The concept is called the "theory of simultaneous contrast," which basically says that any colors next to each other are perceived a particular way. If you change any one of the colors, your perceptions of all of them is going to change. You can change the color itself (shade, tint, and/or hue) and/or you can change the area of color relative to the other colors.
Flavor perception works the same way. It's not just the presence of specific aroma and flavor chemicals, the total quantity and their relative proportion are also important. As you point out, the presence of one aroma chemical and alter the perception of another - the combination is different from each separately. Simultaneous contrast.
More generally to the ChocolateLife community -
All of this is moderated by the way in which aromas and flavors are released in the mouth over time by heat, a process which is in turn moderated by saliva and complicated by the fact that some compounds are water soluble and are encapsulated in fat. And, finally, there are some "tastes" that are actually sensations - astringency is one.
Another point I make in the words that accompany the slides is that each one of these areas is worthy of careers' worth of study. What I am doing is providing an overview that provides a peek at the level of complexity involved.
How does soil micronutrient chemistry affect flavor? We know it does, but I don't know of any credible research that definitively points to the presence (or lack) of a particular nutrient in the soil that leads to the presence of particular chemicals in beans (by what mechanism - uptake, metabolic?) that, when fermented (wild yeast? controlled?) in a particular way (time, temp) will lead to the presence of a particular set of flavor precursor compounds that, when roasted, will result in aroma and flavor compounds that when ground, refined, and conched will lead to a particular flavor being present in the final chocolate.

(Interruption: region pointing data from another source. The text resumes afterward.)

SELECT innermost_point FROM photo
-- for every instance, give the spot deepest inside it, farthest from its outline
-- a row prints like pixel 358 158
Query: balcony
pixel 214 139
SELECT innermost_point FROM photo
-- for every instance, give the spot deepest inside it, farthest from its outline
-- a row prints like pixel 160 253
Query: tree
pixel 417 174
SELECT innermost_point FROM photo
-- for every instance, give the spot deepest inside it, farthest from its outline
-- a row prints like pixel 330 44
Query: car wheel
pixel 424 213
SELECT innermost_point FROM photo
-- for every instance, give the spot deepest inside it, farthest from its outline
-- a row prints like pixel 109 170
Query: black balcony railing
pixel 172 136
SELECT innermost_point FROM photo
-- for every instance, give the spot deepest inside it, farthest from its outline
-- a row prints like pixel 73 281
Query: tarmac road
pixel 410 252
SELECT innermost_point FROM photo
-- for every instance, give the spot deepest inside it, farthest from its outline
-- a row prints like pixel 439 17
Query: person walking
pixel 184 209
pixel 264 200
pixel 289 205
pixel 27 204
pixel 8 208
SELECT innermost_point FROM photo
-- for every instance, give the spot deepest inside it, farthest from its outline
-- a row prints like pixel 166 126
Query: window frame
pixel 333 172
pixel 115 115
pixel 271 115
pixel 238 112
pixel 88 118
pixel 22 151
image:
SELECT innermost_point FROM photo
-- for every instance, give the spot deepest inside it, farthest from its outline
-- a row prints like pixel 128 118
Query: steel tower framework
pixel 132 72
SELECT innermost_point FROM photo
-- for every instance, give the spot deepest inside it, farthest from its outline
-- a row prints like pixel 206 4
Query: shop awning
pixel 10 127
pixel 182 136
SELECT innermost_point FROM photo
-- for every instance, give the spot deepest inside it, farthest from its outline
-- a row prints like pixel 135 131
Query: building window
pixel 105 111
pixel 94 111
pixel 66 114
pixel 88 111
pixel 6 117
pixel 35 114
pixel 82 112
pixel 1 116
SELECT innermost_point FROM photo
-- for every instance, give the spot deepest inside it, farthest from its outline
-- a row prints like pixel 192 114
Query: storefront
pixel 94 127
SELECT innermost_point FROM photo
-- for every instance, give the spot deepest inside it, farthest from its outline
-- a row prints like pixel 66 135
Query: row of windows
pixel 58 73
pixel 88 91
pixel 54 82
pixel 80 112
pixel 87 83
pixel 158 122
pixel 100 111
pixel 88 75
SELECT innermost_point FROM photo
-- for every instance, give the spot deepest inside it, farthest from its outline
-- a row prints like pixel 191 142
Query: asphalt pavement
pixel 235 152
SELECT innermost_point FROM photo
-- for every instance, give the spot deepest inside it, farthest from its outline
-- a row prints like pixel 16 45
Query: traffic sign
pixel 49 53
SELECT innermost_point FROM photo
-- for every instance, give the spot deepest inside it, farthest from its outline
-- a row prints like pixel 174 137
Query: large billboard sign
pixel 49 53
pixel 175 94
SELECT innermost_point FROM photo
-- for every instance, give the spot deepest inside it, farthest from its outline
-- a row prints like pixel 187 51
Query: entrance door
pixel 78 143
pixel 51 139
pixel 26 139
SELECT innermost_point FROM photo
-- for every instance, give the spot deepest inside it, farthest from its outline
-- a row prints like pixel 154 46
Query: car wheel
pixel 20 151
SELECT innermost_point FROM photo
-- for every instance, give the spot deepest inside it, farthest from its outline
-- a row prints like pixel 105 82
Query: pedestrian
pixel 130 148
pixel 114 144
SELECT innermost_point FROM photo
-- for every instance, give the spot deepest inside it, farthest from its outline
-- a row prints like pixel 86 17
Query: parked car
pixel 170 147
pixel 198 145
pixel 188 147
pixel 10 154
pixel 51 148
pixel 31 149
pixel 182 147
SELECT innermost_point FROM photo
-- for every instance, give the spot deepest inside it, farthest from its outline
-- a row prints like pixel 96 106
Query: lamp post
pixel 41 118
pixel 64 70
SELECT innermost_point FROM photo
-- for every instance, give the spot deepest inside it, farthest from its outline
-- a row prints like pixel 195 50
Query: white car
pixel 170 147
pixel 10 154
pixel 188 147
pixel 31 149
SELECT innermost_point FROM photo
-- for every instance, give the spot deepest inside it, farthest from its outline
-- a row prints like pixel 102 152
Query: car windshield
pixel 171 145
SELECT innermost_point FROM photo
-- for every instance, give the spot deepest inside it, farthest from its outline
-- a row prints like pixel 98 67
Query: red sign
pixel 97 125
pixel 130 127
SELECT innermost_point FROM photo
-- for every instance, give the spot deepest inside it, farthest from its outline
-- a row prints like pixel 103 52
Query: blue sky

You're certainly headed in the right direction with that approach, which is why i didn't say anything earlier. The comment was most directed to Felipe's request around getting individual components, which, in my opinion, if one doesn't have a certain level of background understanding of what drives flavor perception in chocolate, isn't going to be very useful - because while that one compound may be present, it may not be perceived very, very differently in it's pure state at a given level than how you perceive it in chocolate. It's a terribly, terribly complex field - some parts of it are fairly well understood, others less so. You're going to have a hard time finding much publicly published; however that doesn't mean the work's not been done 8-) only that it's a closely guarded valuable! I've been doing this for a long time, and there are many things that i understand pretty well. I'm not even going to let the ink dry on that statement before i follow it by saying there's also lots of things that i don't understand very well, which is part of what makes the world of cocoa so exciting - there's always lots to learn! I need to parse my time somewhere here, because i dont have much of it, and as you point out, many of these topics can easily be a lifetime of study for anyone. I need to be somewhat judicious in what areas i get involved with, as i don't want to leave someone 'hanging' by giving a partial response, knowing that i often disappear for long stretches at a time where i simply don't have the physical means to respond, much less the time to do so 8-)
I appreciate how you always come through with a healthy dose of reality. It should've been obvious that if the components had some sort of chocolate taste, it would be possible to have decent artificial flavors.
Either way I am looking to training taste buds through familiarity. Just like a musician learns to recognize the characteristics and sounds of his favorite musicians or tunes. I can't help it but recognize most of the major sax players I've heard in the last 10 years just by listening to a few seconds of a solo. They all have characteristic traits that I've learned to pick.
Familiarity breeds confidence but I understand curiosity gets one into vast territories that will take a lifetime to master.